In the book, each letter of the alphabet corresponds to a particular adoption theme. Adoptive parents may be apprehensive about bringing up certain topics, and adoptees may also struggle with their feelings of loss and identity. This book provides a way to explore these issues, and it lets children know that adoption is a safe topic. Casey and Gayle have provided a valuable tool for parents and their young children to start meaningful and important dialogue about  adoption. Read on for our interview!

I like that you wrote this book with your daughter, Casey, who is adopted.  How did the idea for the book come about?

When she and her brother were growing up, we read constantly. Books of all types filled their shelves. Since we are an adoptive family, many of these books related to adoption. We noticed a huge void in the adoption literature for children.

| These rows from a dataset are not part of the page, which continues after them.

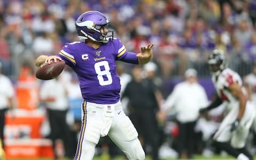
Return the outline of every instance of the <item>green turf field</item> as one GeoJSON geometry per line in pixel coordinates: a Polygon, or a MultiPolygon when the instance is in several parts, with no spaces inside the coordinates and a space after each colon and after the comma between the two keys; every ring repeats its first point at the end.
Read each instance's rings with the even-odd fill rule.
{"type": "MultiPolygon", "coordinates": [[[[256,158],[256,156],[255,157],[256,158]]],[[[163,159],[162,160],[173,160],[173,159],[177,159],[175,158],[169,158],[169,159],[163,159]]],[[[214,156],[211,157],[205,157],[202,156],[202,155],[195,155],[195,158],[193,159],[207,159],[207,160],[218,160],[218,159],[236,159],[235,158],[233,158],[230,156],[214,156]]],[[[26,159],[7,159],[6,160],[52,160],[49,158],[39,158],[39,159],[31,159],[31,158],[26,158],[26,159]]],[[[68,160],[67,159],[65,158],[61,158],[59,160],[68,160]]],[[[97,156],[93,158],[93,160],[110,160],[108,158],[104,158],[101,156],[97,156]]],[[[126,160],[124,157],[117,157],[114,159],[114,160],[126,160]]],[[[151,160],[151,158],[147,156],[145,160],[151,160]]]]}

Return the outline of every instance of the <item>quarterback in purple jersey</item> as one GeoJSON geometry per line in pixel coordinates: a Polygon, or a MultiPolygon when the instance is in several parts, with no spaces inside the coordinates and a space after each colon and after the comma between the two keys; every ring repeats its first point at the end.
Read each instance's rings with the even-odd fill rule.
{"type": "Polygon", "coordinates": [[[115,61],[146,64],[152,58],[153,44],[142,47],[141,52],[138,54],[128,52],[118,38],[114,38],[113,31],[107,29],[109,23],[99,12],[83,13],[76,21],[80,41],[66,44],[55,55],[40,55],[36,65],[59,59],[77,75],[84,101],[74,159],[92,159],[100,137],[106,135],[129,159],[145,159],[137,131],[122,107],[115,61]]]}

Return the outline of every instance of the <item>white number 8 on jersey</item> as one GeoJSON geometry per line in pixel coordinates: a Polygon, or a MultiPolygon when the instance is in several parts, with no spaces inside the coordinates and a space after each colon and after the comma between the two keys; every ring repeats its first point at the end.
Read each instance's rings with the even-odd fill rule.
{"type": "Polygon", "coordinates": [[[110,69],[108,65],[108,61],[103,61],[97,62],[94,65],[94,69],[96,73],[97,74],[97,78],[99,79],[99,83],[101,86],[107,85],[112,84],[113,79],[111,76],[111,73],[109,71],[110,69]],[[100,69],[101,66],[104,66],[105,70],[101,70],[100,69]],[[106,75],[107,79],[104,80],[103,76],[106,75]]]}

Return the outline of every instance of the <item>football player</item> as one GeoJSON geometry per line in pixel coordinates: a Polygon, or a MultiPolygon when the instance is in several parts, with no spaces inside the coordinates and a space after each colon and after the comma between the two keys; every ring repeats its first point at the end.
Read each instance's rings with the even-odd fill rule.
{"type": "Polygon", "coordinates": [[[249,99],[256,106],[256,63],[253,65],[252,72],[245,77],[244,85],[249,99]]]}
{"type": "Polygon", "coordinates": [[[126,51],[102,13],[91,11],[83,13],[76,21],[81,40],[66,44],[56,55],[40,55],[36,65],[62,60],[77,75],[83,102],[82,125],[74,159],[92,159],[100,137],[106,135],[124,152],[129,159],[145,159],[145,154],[138,133],[124,113],[120,101],[120,79],[115,61],[143,65],[152,58],[149,44],[136,54],[126,51]]]}
{"type": "Polygon", "coordinates": [[[253,123],[255,111],[242,87],[240,76],[227,68],[227,60],[221,50],[214,50],[210,55],[208,63],[212,79],[218,97],[205,108],[203,114],[222,103],[227,113],[213,139],[217,145],[237,159],[253,159],[245,147],[245,141],[253,123]]]}

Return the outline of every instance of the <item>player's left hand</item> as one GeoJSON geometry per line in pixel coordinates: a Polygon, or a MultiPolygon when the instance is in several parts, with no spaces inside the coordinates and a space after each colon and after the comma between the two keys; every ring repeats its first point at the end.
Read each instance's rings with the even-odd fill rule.
{"type": "Polygon", "coordinates": [[[137,54],[137,57],[144,59],[152,57],[152,54],[153,52],[152,47],[153,46],[153,44],[149,44],[147,47],[141,47],[140,50],[141,51],[141,53],[137,54]]]}
{"type": "Polygon", "coordinates": [[[236,121],[231,124],[230,132],[233,132],[238,127],[239,122],[240,120],[236,119],[236,121]]]}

Most titles focused on the parental point of view—how thrilled they were when they adopted the children. The stories reinforced the deep love that grew to bond them as a family. Something important was missing: the adoption experience as told from the child’s experience. Certainly, adoption provides them many blessings. Underlying that fact is a story of loss and ambivalent feelings.

ç This is perplexing to kids and they need assistance in coming to terms with it. Adoptive parents want their kids to be happy, feel firmly attached, and know they are deeply loved. One important way to do this is to be brave enough to talk about the hard parts of adoption. This ensure kids won’t have to wrestle alone with these complicated and sometimes scary thoughts.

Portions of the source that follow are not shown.